Galeone, Reja e Gino Pilota tra i suoi cari amici in Abruzzo «Si informava sulle chance di salvezza dei biancazzurri»
PESCARA. A casa Pilota lo aspettavano per il giorno dopo la gara di Imola come capitava ormai da anni. Un legame forte con Gino e la moglie Jutta, uno di famiglia, che fosse un campione, il più forte della Formula Uno, era solo un trascurabile dettaglio. La storia era cominciata nell'88, proprio nella stagione del suo primo trionfo mondiale, da allora Pescara faceva comunque parte del suo mondo. In quella villa sulla collina di Francavilla, ora di proprietà di Jarno Trulli, Ayrton Senna ha ancora la sua stanza, piena di foto e ricordi che non cancellano momenti felici di una vita tragicamente spezzata in quell'ultimo maledetto Gran Premio, il 1° Maggio 1994.

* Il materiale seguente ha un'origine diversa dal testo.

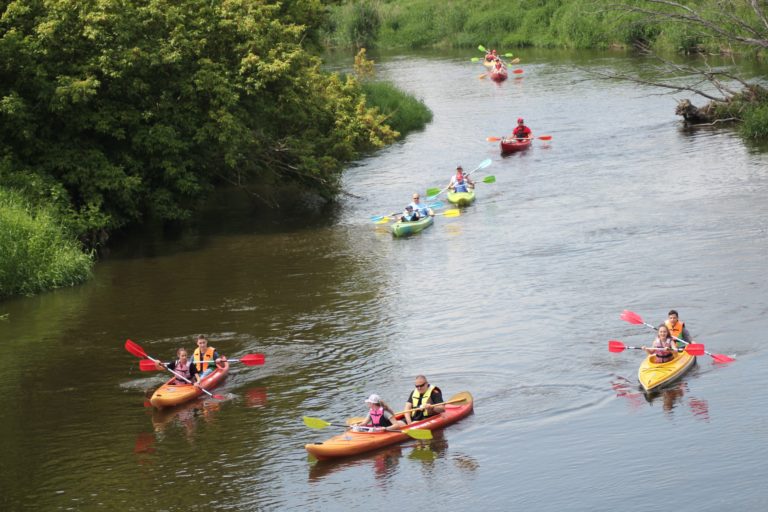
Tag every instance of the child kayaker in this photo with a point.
(376, 418)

La pastasciutta di Michele da Eriberto, le insalate che preparava la Jutta, le trigliette che riusciva a procurarsi il padrone di casa, le partite di tennis con Tommaso Tucci alla Campagna, le macchinette da corsa radiocomandate con le quali ingaggiava sfide tiratissime in giardino con Gerhard Berger, austriaco, pure lui pilota di Formula Uno, le volate con la moto d'acqua sul mare di Francavilla, le sudate sulla pista dello stadio Adriatico per tenersi in forma. «Arrivava alla fine del nostro allenamento con la 500 rossa di Gino», racconta Gianni Galeone, pure lui assiduo di casa Pilota, «lo aspettavano Italo Rapino e il custode, con Edi Reja, che lo assisteva, cominciava a fare giri di campo a velocità sempre più sostenuta».
«E io per la verità», precisa l'attuale allenatore della Lazio, «dopo i primi 400 metri mi fermavo proprio perché non ce la facevo a stargli dietro. Era capace di farne almeno dieci di giri. Un perfezionista anche per quel che riguarda la preparazione. E poi, quando si tornava a casa, passava ore a rivedere il filmato della sua ultima gara, cercando di scoprire eventuali errori o difetti della macchina.
Tre, quattro giorni, a volte una settimana di relax e lavoro con i suoi amici di Pescara, una presenza discreta, riservata, per anni un appuntamento fisso dopo Monza e Imola ma anche qualche blitz a sorpresa lontano dai giorni delle corse, assieme alla mamma e alla sorella Viviane. «Era diventato anche un po' tifoso del Pescara», dice Gianfranco Mazzoni, giornalista abruzzese che racconta la Formula 1 per la Rai, «ricordo che un giorno, penso fosse il '93, prima di una gara in Australia mi chiese se ce l'avrebbe fatta ad evitare la retrocessione. Nel '92 giocò pure all'Adriatico con la squadra dei piloti contro una rappresentativa di politici e allenatori. Finì 4 a 4 e lui segnò anche un gol».
«La ricordo anch'io quella partita», aggiunge Galeone, «sicuramente correva più di tutti ma si capiva che non era quello il suo sport preferito. Un ragazzo eccezionale, questo sì, una persona squisita, semplice, trasparente, un campione come uomo e non solo al volante».
Dei suoi amici pescaresi l'ultimo a vederlo prima della tragedia fu Edi Reja: «Quell'anno allenavo il Bologna», racconta, «il sabato pensai di andarlo a trovare a Imola. Appena mi vide mi venne incontro e mi abbracciò, mi portò con lui e restammo a parlare per un po'. Era nervoso, mi confessò che non era soddisfatto di come erano andate le prove, c'era qualcosa che non lo convinceva sull'assetto della vettura. Poi la domenica, mentre andavo in auto allo stadio sentii alla radio la notizia dell'incidente. Quel ricordo terribile me lo porterò dietro per sempre».